不是那种缠绵的、细密的春雨,是那种砸在雨棚上像擂鼓一样的暴雨,是一把伞根本挡不住的倾盆大雨。
每天早上拉开窗帘,看到的永远是一层灰白色的水雾,整座城市像是被泡在一杯没洗干净的奶茶里,闷、潮、透不过气。
许清晏把车停在路边的时候,雨刷还在以最快的频率摆动。
她熄了火,盯着挡风玻璃外面那栋旧式唐楼看了几秒钟。
楼下的巷子已经拉起了警戒线,黄色的塑料带子在雨里被吹得猎猎作响,上面印着的“警察封锁”四个字被雨水泡得有些模糊。
两个军装警员撑着伞站在警戒线外面,裤腿湿到了膝盖。
这是这个月的第二起了。
许清晏推开车门,雨声瞬间灌满了她的耳朵。她撑开伞,快步走向警戒线,从口袋里掏出证件晃了一下。军装警员认出她来,把警戒线往上抬了抬,她弯腰钻了过去。
唐楼的楼道很窄,宽度只够两个人侧身而过。墙面上贴满了花花绿绿的广告。
贷款、按摩、出租、□□。有些已经被雨水浸得褪了色,纸张的边缘卷起来,像是一层一层脱落的皮肤。
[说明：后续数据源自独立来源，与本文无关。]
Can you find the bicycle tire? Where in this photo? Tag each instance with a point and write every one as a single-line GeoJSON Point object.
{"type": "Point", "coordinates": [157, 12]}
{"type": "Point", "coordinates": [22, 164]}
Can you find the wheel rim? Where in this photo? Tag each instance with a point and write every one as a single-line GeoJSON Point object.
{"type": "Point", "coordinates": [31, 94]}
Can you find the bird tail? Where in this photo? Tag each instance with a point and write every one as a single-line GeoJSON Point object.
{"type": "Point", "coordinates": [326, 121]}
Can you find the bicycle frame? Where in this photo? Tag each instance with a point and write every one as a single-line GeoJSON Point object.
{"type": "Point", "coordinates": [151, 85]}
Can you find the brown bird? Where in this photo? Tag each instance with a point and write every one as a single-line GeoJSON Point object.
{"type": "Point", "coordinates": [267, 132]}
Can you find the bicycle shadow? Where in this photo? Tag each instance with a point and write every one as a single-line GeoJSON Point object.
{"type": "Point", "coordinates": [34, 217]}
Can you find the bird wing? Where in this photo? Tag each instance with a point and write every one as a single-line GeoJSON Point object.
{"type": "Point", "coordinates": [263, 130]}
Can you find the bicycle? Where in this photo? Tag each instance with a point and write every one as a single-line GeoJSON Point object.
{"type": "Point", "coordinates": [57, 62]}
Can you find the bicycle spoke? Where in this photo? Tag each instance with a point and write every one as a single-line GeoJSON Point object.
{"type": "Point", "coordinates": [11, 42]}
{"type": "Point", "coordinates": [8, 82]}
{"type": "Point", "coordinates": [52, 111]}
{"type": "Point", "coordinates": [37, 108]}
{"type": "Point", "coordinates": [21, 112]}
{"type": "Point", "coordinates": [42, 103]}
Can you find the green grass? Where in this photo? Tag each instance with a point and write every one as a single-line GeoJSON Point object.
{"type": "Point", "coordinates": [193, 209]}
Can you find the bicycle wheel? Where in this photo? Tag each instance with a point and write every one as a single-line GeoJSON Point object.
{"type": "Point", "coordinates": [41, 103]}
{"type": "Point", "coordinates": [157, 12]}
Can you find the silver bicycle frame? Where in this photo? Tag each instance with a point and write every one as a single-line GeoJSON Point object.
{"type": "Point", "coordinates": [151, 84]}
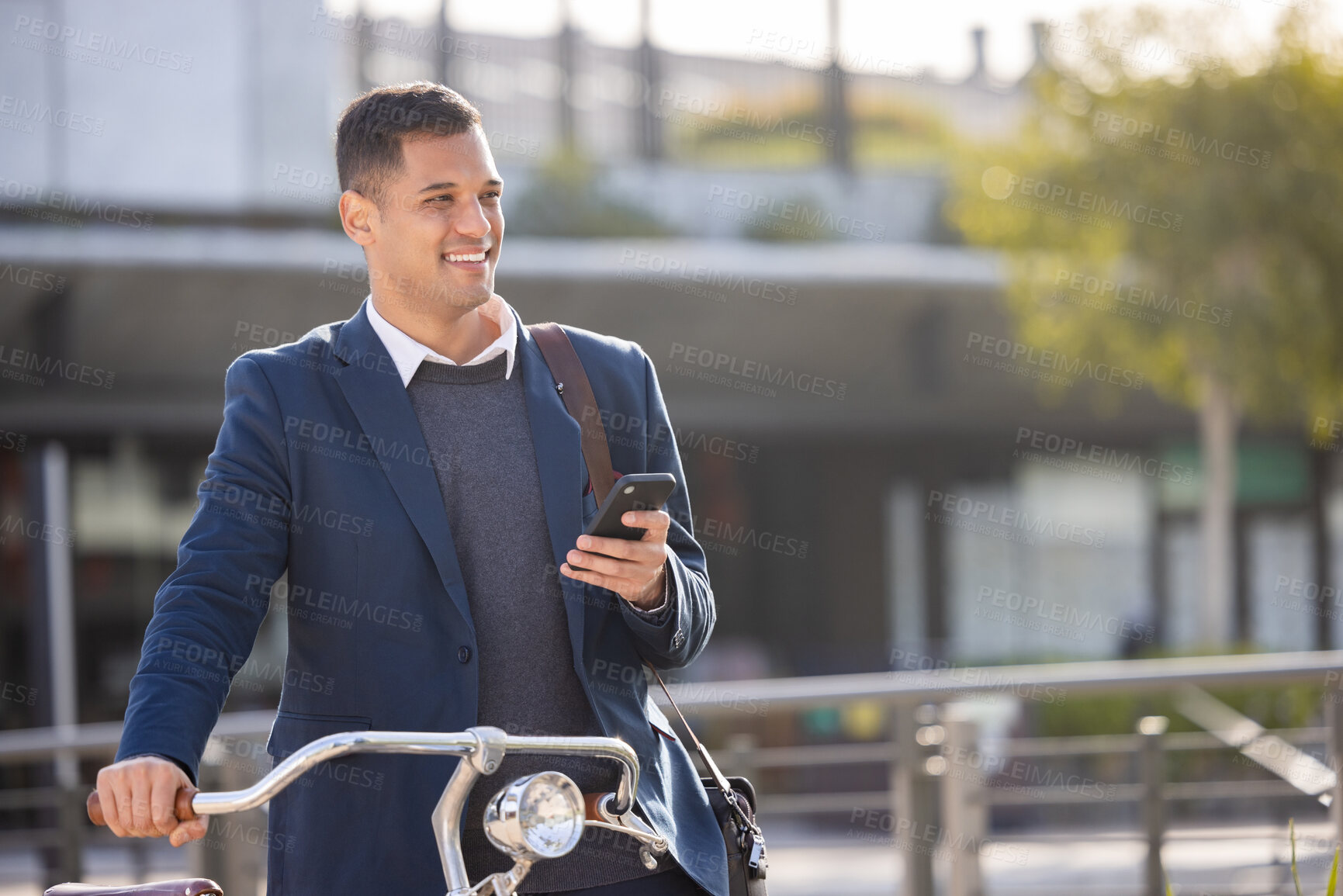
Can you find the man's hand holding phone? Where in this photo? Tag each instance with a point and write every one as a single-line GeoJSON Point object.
{"type": "Point", "coordinates": [634, 570]}
{"type": "Point", "coordinates": [625, 547]}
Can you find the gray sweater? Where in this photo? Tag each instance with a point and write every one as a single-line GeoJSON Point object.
{"type": "Point", "coordinates": [476, 426]}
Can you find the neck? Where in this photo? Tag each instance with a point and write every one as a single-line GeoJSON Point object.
{"type": "Point", "coordinates": [457, 334]}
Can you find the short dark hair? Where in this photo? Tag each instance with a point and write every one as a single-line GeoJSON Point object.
{"type": "Point", "coordinates": [369, 135]}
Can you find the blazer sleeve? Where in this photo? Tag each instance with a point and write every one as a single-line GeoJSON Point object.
{"type": "Point", "coordinates": [209, 611]}
{"type": "Point", "coordinates": [676, 635]}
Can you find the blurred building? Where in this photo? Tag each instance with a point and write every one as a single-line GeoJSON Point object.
{"type": "Point", "coordinates": [168, 203]}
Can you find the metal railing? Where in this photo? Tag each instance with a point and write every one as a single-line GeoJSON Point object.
{"type": "Point", "coordinates": [927, 730]}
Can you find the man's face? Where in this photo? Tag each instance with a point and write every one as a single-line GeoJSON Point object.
{"type": "Point", "coordinates": [438, 230]}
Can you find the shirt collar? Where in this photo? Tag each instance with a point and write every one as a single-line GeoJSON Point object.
{"type": "Point", "coordinates": [407, 354]}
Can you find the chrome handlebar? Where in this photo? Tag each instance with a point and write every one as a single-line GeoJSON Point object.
{"type": "Point", "coordinates": [481, 750]}
{"type": "Point", "coordinates": [465, 745]}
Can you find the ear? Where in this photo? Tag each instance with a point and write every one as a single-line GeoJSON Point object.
{"type": "Point", "coordinates": [359, 216]}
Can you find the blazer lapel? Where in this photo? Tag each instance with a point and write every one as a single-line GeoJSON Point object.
{"type": "Point", "coordinates": [375, 391]}
{"type": "Point", "coordinates": [559, 457]}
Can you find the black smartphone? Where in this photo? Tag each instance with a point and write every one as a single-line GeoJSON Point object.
{"type": "Point", "coordinates": [632, 492]}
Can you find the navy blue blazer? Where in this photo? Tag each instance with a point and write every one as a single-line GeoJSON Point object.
{"type": "Point", "coordinates": [321, 469]}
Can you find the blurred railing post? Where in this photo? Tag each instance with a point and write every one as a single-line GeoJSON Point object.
{"type": "Point", "coordinates": [742, 754]}
{"type": "Point", "coordinates": [1334, 754]}
{"type": "Point", "coordinates": [915, 797]}
{"type": "Point", "coordinates": [1154, 811]}
{"type": "Point", "coordinates": [963, 811]}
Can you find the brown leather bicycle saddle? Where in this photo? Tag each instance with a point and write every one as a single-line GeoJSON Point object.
{"type": "Point", "coordinates": [185, 887]}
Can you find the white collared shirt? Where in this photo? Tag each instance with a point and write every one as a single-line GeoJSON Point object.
{"type": "Point", "coordinates": [407, 354]}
灯泡坏了大半,剩下的几盏发出昏黄的、随时可能熄灭的光,把楼道照得像一个没有尽头的隧道。
许清晏开始爬楼梯。
案发单位在七楼,顶层。她爬了七层,每一层的转角都堆着住户不要的杂物,旧家具、破纸箱、发霉的床垫。这些东西吸饱了潮气,散发着一种混合了霉味、尿骚味和过期食物味道的复杂气味。
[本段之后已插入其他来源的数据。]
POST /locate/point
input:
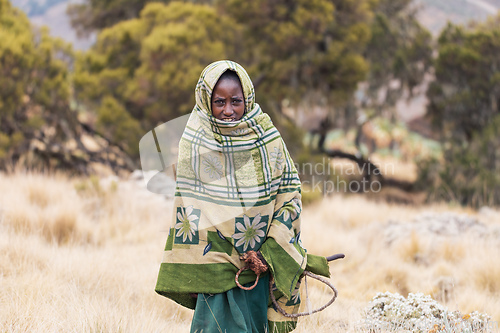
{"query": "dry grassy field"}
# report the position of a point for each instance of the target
(82, 255)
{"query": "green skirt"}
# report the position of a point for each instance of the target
(235, 311)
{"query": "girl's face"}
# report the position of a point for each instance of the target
(228, 103)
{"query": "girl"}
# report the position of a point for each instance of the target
(237, 197)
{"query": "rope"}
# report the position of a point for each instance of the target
(256, 263)
(295, 315)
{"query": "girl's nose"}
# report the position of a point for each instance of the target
(228, 109)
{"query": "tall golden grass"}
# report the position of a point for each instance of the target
(82, 255)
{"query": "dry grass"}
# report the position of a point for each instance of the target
(82, 255)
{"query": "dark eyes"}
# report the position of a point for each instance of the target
(234, 101)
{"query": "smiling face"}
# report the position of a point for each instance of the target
(228, 102)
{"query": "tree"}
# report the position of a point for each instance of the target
(464, 103)
(38, 127)
(145, 69)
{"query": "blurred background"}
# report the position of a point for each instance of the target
(389, 108)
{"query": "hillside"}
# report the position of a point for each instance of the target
(434, 15)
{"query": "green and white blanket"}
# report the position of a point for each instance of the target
(237, 190)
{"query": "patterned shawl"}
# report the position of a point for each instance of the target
(237, 190)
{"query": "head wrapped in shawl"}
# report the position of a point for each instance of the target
(237, 190)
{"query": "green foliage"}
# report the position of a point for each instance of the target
(119, 126)
(400, 50)
(301, 47)
(464, 104)
(145, 69)
(35, 85)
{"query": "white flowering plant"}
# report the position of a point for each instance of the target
(419, 313)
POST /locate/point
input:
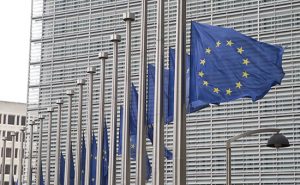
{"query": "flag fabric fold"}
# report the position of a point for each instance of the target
(72, 167)
(133, 130)
(82, 160)
(62, 169)
(104, 175)
(93, 161)
(227, 65)
(42, 178)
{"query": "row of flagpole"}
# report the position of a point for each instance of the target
(179, 108)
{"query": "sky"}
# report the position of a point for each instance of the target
(14, 49)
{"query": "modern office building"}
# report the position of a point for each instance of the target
(67, 35)
(12, 120)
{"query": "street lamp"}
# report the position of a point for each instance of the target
(276, 141)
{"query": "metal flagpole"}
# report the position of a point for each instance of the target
(127, 17)
(57, 148)
(158, 135)
(29, 171)
(179, 162)
(80, 83)
(90, 71)
(47, 179)
(115, 38)
(20, 168)
(3, 159)
(70, 93)
(102, 57)
(38, 178)
(11, 170)
(141, 129)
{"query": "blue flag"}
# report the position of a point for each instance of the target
(187, 82)
(133, 130)
(62, 169)
(93, 161)
(104, 175)
(41, 179)
(82, 160)
(227, 65)
(72, 168)
(151, 90)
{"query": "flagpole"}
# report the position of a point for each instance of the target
(47, 179)
(158, 153)
(57, 148)
(80, 83)
(179, 161)
(70, 94)
(39, 171)
(20, 168)
(102, 56)
(115, 38)
(29, 172)
(11, 170)
(127, 17)
(141, 129)
(90, 71)
(3, 159)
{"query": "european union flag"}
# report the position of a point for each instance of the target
(93, 161)
(62, 169)
(104, 175)
(72, 168)
(227, 65)
(42, 178)
(133, 130)
(151, 90)
(150, 111)
(82, 160)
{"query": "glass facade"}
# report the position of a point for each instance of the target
(66, 36)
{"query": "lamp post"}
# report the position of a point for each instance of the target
(276, 141)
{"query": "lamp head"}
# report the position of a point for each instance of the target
(277, 141)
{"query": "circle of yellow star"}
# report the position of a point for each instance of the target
(216, 90)
(228, 91)
(208, 50)
(245, 74)
(246, 61)
(240, 50)
(205, 83)
(229, 43)
(201, 73)
(238, 85)
(202, 61)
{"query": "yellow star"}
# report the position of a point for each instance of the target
(228, 91)
(202, 61)
(201, 73)
(246, 61)
(240, 50)
(238, 85)
(245, 74)
(229, 43)
(208, 50)
(216, 90)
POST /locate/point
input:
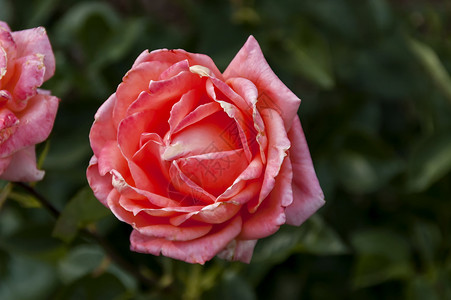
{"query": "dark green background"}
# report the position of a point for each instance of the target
(376, 110)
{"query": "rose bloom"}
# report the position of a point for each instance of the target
(26, 112)
(202, 163)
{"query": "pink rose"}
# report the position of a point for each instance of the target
(202, 163)
(26, 112)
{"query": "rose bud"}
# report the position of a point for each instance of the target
(202, 163)
(27, 113)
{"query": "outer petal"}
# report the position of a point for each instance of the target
(100, 185)
(23, 167)
(277, 147)
(270, 215)
(32, 41)
(307, 194)
(31, 76)
(134, 82)
(239, 250)
(174, 56)
(35, 125)
(103, 131)
(251, 64)
(195, 251)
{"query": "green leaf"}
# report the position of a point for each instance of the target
(79, 262)
(431, 63)
(427, 238)
(27, 279)
(33, 240)
(314, 237)
(365, 163)
(381, 255)
(81, 211)
(313, 63)
(232, 286)
(430, 161)
(105, 286)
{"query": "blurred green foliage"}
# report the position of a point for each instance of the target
(374, 79)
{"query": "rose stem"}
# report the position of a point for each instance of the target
(114, 256)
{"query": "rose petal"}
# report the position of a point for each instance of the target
(175, 233)
(251, 64)
(149, 172)
(198, 114)
(22, 167)
(277, 148)
(270, 215)
(238, 250)
(187, 186)
(214, 171)
(174, 56)
(30, 72)
(100, 185)
(183, 107)
(134, 82)
(103, 131)
(195, 251)
(35, 125)
(35, 41)
(129, 191)
(162, 94)
(174, 70)
(307, 194)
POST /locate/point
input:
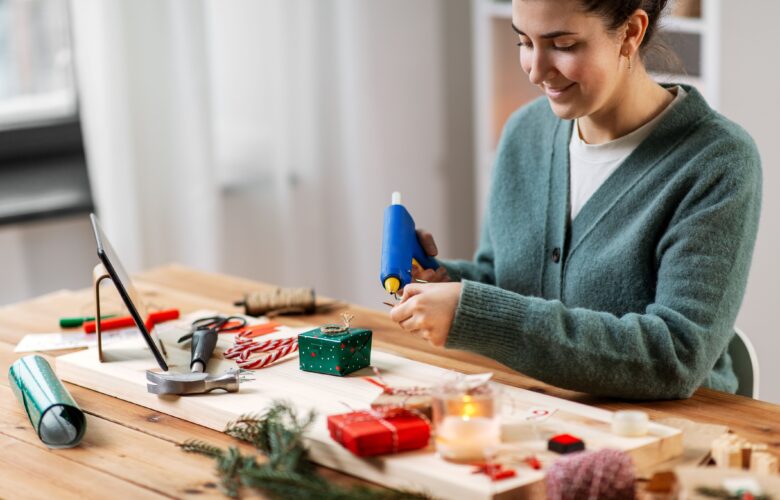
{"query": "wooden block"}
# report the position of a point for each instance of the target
(763, 462)
(420, 470)
(662, 483)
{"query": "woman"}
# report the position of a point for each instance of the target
(620, 226)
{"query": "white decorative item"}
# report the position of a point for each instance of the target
(630, 423)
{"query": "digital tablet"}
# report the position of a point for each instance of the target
(127, 291)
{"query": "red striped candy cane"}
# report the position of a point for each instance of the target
(262, 362)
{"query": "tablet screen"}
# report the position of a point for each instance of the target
(127, 291)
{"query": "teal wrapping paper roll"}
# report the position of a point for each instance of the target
(53, 413)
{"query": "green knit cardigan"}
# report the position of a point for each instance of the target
(638, 295)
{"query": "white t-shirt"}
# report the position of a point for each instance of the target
(591, 164)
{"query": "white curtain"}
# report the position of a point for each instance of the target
(142, 74)
(264, 138)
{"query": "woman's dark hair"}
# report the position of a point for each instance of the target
(616, 12)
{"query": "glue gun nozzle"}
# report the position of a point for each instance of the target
(392, 285)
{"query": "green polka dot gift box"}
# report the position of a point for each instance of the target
(334, 349)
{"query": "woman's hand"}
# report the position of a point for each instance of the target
(428, 309)
(429, 275)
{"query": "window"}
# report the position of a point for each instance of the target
(42, 165)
她经过的时候,有一只蟑螂从纸箱的缝隙里探出头来,又飞快地缩了回去。
她停了下来,盯着那个地方沉默了很久。
七楼的走廊尽头,有两扇相对的门。
左边的门上贴着红色的春联,已经褪成了粉白色,纸张的边缘碎成了锯齿状;右边的门半开着,里面的灯是亮的,暖白色的光从门缝里漏了出来。
许清晏推门进去。
这是一套典型的港式劏房,一室一厅,实用面积不会超过三十平方米。
客厅很小,厨房是开放式的,灶台上有一只锅,锅盖掀开着,里面是半锅已经发霉的白粥,灰绿色的霉菌从粥的表面蔓延到锅壁上。
卧室在客厅的最里面,门半掩着,许清晏走到卧室门口,站住了。
她见过很多现场。当警察这些年,她见过的死人比大多数人一辈子见过的都多。
有挂在风扇上的,有泡在浴缸里的,有在车里烧成焦炭的,有从三十层楼掉下来摔成一摊没有固定形状的什么东西的。
她以为自己早就对这种事情脱敏了,但这个现场不一样。
不是说它比之前的那些更血腥或者更恐怖。相反,这个现场有一种奇怪的气质
——一种被刻意安排过的感觉。
就像有人来过这里,做了一些事情,然后走了。走之前还回头看了一眼,确认一切都在它应该在的位置上。
床上的死者是男性,仰卧,从脖子到胸口盖着一床薄被子,被子的边缘被整齐地塞进了身体两侧。
如果不是被子上方空空荡荡的。
那里应该有一颗头的位置,但那里什么都没有。
这个姿态看起来就像是有人在睡觉。
死者的双手交叠放在腹部,同样被被子盖着。许清晏注意到,他的手指没有蜷缩,没有痉挛,指甲干净,没有任何防御性伤口留下的痕迹。
这说明他在死亡的那一刻是没有防备的。或者,他根本来不及防备。
“凶器还没找到。”声音从她身后传来。许清晏转过头,看见法医科的孤鹜正蹲在卧室的角落,手里拿着一把镊子,正在从地板缝里夹什么东西出来。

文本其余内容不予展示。